During the interactions I've had with customers over the years, I've learned a lot. And I've learned a lot because most of the time, customers will be very candid and transparent with their feedback. When someone is doing business with you, they typically aren't shy about voicing concerns or calling you out if something isn't going as expected.
We've all heard the saying that, "Customers are always right!" While this is a good mentality for all customer-facing employees to adopt and buy into, the reality is: They aren't always right, but in most situations, you absolutely have to make sure they feel that way.
I've compiled a list of the most common complaints I've heard customers make. Some of these concerns are bigger and more impactful than others, but if your customers are facing any of these issues and have these concerns, it's time for you and your company to rethink your strategy and make some major adjustments.
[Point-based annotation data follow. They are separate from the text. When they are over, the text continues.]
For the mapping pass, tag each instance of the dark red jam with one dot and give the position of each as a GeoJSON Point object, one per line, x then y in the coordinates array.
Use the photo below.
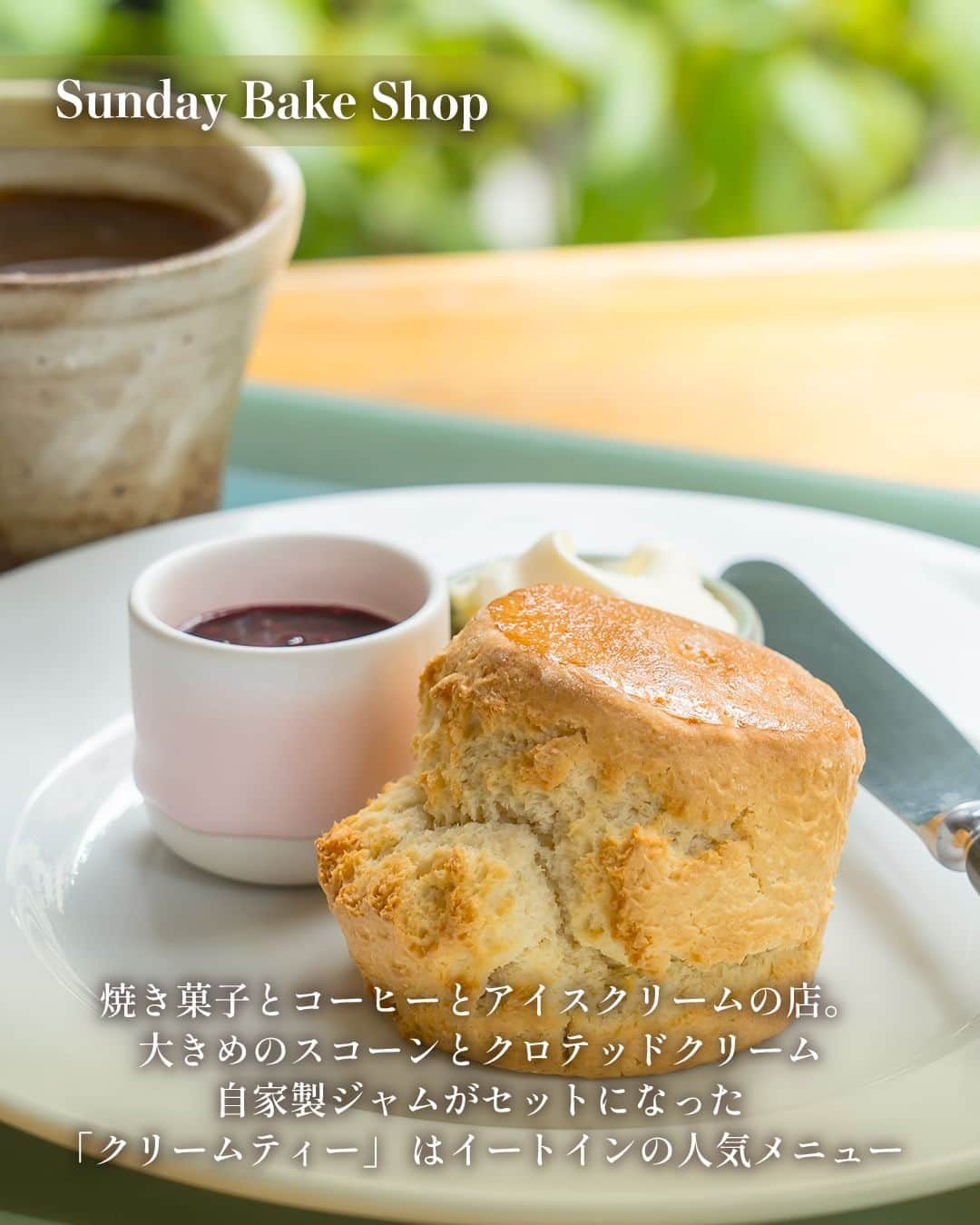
{"type": "Point", "coordinates": [286, 625]}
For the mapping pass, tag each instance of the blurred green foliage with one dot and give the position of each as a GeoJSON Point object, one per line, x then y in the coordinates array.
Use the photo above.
{"type": "Point", "coordinates": [616, 119]}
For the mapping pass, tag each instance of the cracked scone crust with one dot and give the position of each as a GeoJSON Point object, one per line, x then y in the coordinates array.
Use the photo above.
{"type": "Point", "coordinates": [606, 797]}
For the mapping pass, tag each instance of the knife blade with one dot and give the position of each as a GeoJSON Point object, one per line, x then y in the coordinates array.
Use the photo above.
{"type": "Point", "coordinates": [919, 765]}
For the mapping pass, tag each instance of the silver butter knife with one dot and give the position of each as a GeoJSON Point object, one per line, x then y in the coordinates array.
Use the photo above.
{"type": "Point", "coordinates": [917, 763]}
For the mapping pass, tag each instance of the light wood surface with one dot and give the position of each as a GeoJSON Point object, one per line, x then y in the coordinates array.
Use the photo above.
{"type": "Point", "coordinates": [855, 353]}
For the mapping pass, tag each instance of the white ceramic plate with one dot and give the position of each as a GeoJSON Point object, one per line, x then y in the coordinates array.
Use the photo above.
{"type": "Point", "coordinates": [88, 896]}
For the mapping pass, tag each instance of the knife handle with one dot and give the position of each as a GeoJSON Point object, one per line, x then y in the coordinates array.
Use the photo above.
{"type": "Point", "coordinates": [953, 837]}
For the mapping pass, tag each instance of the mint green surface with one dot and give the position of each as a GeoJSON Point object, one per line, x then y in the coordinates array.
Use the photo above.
{"type": "Point", "coordinates": [291, 445]}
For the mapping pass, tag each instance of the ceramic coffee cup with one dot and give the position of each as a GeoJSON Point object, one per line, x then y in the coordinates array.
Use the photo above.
{"type": "Point", "coordinates": [244, 755]}
{"type": "Point", "coordinates": [120, 385]}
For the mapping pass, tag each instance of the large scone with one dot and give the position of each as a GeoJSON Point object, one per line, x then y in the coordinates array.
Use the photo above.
{"type": "Point", "coordinates": [608, 799]}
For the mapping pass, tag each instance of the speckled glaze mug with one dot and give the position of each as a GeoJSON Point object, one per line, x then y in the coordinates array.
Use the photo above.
{"type": "Point", "coordinates": [119, 385]}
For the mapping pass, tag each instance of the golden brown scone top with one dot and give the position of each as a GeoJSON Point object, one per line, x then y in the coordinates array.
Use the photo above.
{"type": "Point", "coordinates": [688, 671]}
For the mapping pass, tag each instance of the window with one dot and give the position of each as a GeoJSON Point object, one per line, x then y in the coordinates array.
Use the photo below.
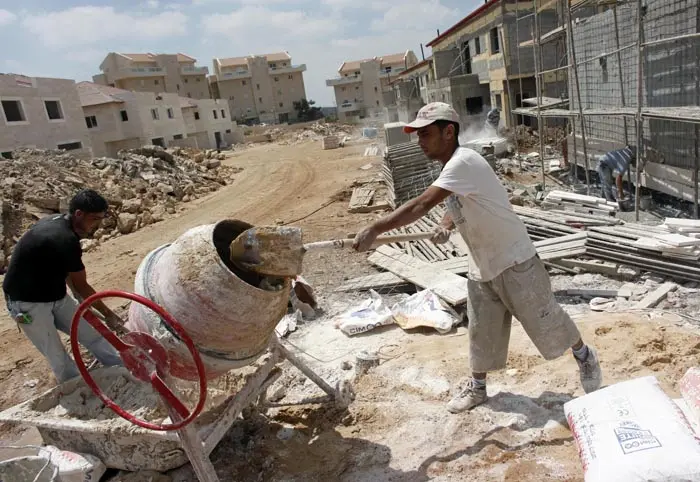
{"type": "Point", "coordinates": [70, 146]}
{"type": "Point", "coordinates": [495, 44]}
{"type": "Point", "coordinates": [13, 111]}
{"type": "Point", "coordinates": [53, 109]}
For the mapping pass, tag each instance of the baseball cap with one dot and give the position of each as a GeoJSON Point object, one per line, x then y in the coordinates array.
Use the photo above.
{"type": "Point", "coordinates": [430, 113]}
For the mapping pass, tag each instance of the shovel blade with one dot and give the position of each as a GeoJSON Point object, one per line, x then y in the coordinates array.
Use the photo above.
{"type": "Point", "coordinates": [269, 250]}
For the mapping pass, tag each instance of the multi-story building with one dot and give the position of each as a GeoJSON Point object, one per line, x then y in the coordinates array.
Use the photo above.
{"type": "Point", "coordinates": [41, 112]}
{"type": "Point", "coordinates": [259, 88]}
{"type": "Point", "coordinates": [120, 119]}
{"type": "Point", "coordinates": [362, 88]}
{"type": "Point", "coordinates": [170, 73]}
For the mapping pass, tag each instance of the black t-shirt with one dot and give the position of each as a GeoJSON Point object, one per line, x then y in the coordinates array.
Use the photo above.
{"type": "Point", "coordinates": [41, 261]}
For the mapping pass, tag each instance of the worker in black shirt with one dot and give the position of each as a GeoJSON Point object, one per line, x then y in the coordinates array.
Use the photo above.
{"type": "Point", "coordinates": [45, 259]}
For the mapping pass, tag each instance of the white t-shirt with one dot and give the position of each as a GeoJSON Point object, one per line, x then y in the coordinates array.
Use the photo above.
{"type": "Point", "coordinates": [496, 237]}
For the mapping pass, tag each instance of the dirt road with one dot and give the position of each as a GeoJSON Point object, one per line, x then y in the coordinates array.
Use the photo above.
{"type": "Point", "coordinates": [277, 183]}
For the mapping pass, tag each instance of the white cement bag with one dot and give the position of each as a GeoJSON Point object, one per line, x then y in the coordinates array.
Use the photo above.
{"type": "Point", "coordinates": [74, 467]}
{"type": "Point", "coordinates": [632, 431]}
{"type": "Point", "coordinates": [370, 314]}
{"type": "Point", "coordinates": [424, 309]}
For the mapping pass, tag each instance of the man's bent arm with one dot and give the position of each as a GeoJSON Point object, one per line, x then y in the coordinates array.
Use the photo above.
{"type": "Point", "coordinates": [412, 211]}
{"type": "Point", "coordinates": [78, 283]}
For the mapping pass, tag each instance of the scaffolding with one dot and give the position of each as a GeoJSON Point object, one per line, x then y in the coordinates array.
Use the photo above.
{"type": "Point", "coordinates": [616, 49]}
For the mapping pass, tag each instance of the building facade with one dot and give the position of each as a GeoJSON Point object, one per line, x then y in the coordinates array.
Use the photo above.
{"type": "Point", "coordinates": [259, 88]}
{"type": "Point", "coordinates": [166, 73]}
{"type": "Point", "coordinates": [363, 89]}
{"type": "Point", "coordinates": [41, 112]}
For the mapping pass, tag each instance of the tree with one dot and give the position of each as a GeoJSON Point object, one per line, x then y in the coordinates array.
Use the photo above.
{"type": "Point", "coordinates": [306, 110]}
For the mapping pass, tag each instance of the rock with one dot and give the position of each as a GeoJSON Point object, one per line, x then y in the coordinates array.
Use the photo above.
{"type": "Point", "coordinates": [132, 206]}
{"type": "Point", "coordinates": [126, 223]}
{"type": "Point", "coordinates": [158, 213]}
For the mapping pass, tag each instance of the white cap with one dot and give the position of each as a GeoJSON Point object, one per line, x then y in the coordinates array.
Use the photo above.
{"type": "Point", "coordinates": [430, 113]}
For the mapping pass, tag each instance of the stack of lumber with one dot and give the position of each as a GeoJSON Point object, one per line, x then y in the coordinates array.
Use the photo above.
{"type": "Point", "coordinates": [578, 203]}
{"type": "Point", "coordinates": [330, 142]}
{"type": "Point", "coordinates": [364, 200]}
{"type": "Point", "coordinates": [407, 172]}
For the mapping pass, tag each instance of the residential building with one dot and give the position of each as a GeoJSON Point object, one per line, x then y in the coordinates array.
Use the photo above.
{"type": "Point", "coordinates": [259, 88]}
{"type": "Point", "coordinates": [41, 112]}
{"type": "Point", "coordinates": [362, 88]}
{"type": "Point", "coordinates": [167, 73]}
{"type": "Point", "coordinates": [478, 59]}
{"type": "Point", "coordinates": [119, 119]}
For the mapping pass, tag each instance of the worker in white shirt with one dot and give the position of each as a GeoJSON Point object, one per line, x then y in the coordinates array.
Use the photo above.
{"type": "Point", "coordinates": [506, 277]}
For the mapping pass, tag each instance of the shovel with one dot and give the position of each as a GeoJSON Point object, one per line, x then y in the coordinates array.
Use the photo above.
{"type": "Point", "coordinates": [279, 250]}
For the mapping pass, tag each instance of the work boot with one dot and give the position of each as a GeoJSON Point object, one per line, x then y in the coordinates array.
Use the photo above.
{"type": "Point", "coordinates": [591, 375]}
{"type": "Point", "coordinates": [467, 399]}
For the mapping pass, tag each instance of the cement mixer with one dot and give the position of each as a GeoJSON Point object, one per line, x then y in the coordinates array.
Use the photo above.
{"type": "Point", "coordinates": [194, 316]}
{"type": "Point", "coordinates": [230, 314]}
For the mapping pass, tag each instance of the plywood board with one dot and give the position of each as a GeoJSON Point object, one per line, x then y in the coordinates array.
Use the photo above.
{"type": "Point", "coordinates": [450, 287]}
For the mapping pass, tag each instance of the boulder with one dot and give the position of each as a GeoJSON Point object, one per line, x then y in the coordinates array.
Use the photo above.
{"type": "Point", "coordinates": [126, 222]}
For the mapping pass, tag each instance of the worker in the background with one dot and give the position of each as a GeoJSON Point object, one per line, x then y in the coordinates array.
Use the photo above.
{"type": "Point", "coordinates": [493, 119]}
{"type": "Point", "coordinates": [615, 164]}
{"type": "Point", "coordinates": [47, 257]}
{"type": "Point", "coordinates": [506, 277]}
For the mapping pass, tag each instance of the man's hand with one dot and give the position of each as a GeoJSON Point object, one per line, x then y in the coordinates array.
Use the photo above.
{"type": "Point", "coordinates": [365, 239]}
{"type": "Point", "coordinates": [440, 235]}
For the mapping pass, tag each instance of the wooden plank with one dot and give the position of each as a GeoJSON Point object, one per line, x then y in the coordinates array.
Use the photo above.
{"type": "Point", "coordinates": [450, 287]}
{"type": "Point", "coordinates": [656, 296]}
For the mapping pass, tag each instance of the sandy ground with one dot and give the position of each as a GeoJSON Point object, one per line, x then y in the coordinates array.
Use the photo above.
{"type": "Point", "coordinates": [397, 429]}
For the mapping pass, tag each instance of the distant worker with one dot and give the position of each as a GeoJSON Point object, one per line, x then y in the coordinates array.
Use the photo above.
{"type": "Point", "coordinates": [615, 164]}
{"type": "Point", "coordinates": [47, 257]}
{"type": "Point", "coordinates": [506, 276]}
{"type": "Point", "coordinates": [493, 119]}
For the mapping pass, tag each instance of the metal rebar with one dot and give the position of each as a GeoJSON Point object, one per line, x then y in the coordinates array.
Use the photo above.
{"type": "Point", "coordinates": [574, 66]}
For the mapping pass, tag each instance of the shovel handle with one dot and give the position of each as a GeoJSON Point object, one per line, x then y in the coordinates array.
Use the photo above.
{"type": "Point", "coordinates": [343, 243]}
How many times have you heard a sales rep mention some sort of timeline or deadline for a discount to be valid? I see this a lot, and it can be painful. Salespeople will offer a discount and say that it's only valid if the purchase is made before a specific date. Or how about the sales rep who says they will go to their manager and see if they can get a bigger discount. Customers hate this. Nobody wants to go back and forth on price and play games. Be transparent with your pricing and give honest pricing up front on every deal. It doesn't mean you can't negotiate price, but do your best to avoid the gimmicks that do nothing but annoy your customers.
Revolving rep assignments
Experiencing a constant turn over of salespeople is one of the most common concerns I hear expressed by customers. If every few months, a rep leaves or moves on to a new assignment, it can be very annoying to your customers. It forces the customer to restart a relationship and in many cases, it helps the new rep learn about their business and processes.
It's not fun for anyone involved, but it definitely happens. There's no miracle solution to this issue, but one thing you can do is assign only your most tenured and stable reps to your most important accounts. This will reduce the chance that your customers will experience the revolving rep issue and likely provide a stable foundation to build on.
Not knowing their business or them
When you have long-term, strategic customers that you work with, you learn a lot about them. A lot of what you learn is acquired over the course of time as you build the partnership, but there is a lot you can learn about a client that may not be something that is discussed on a regular basis.
For example, you should know basic things about their company, like locations, competitors, recent news, executives, key initiatives and challenges their industry is facing. Most importantly, you should know as much as possible about the individuals you interact with on a regular basis. Make it a point to get to know the key players and decision makers.
Challenge yourself and your sales team to understand key aspects of their role and responsibilities. Don't forget the personal things that help strengthen the connection you have with your customers. Where do they live? What are their passions and hobbies? What do you know about their family and life outside of work?
All of these small details matter, but nothing is worse than working with a client for an extended period of time and not understanding the fundamentals of them as individuals and the business you are working with.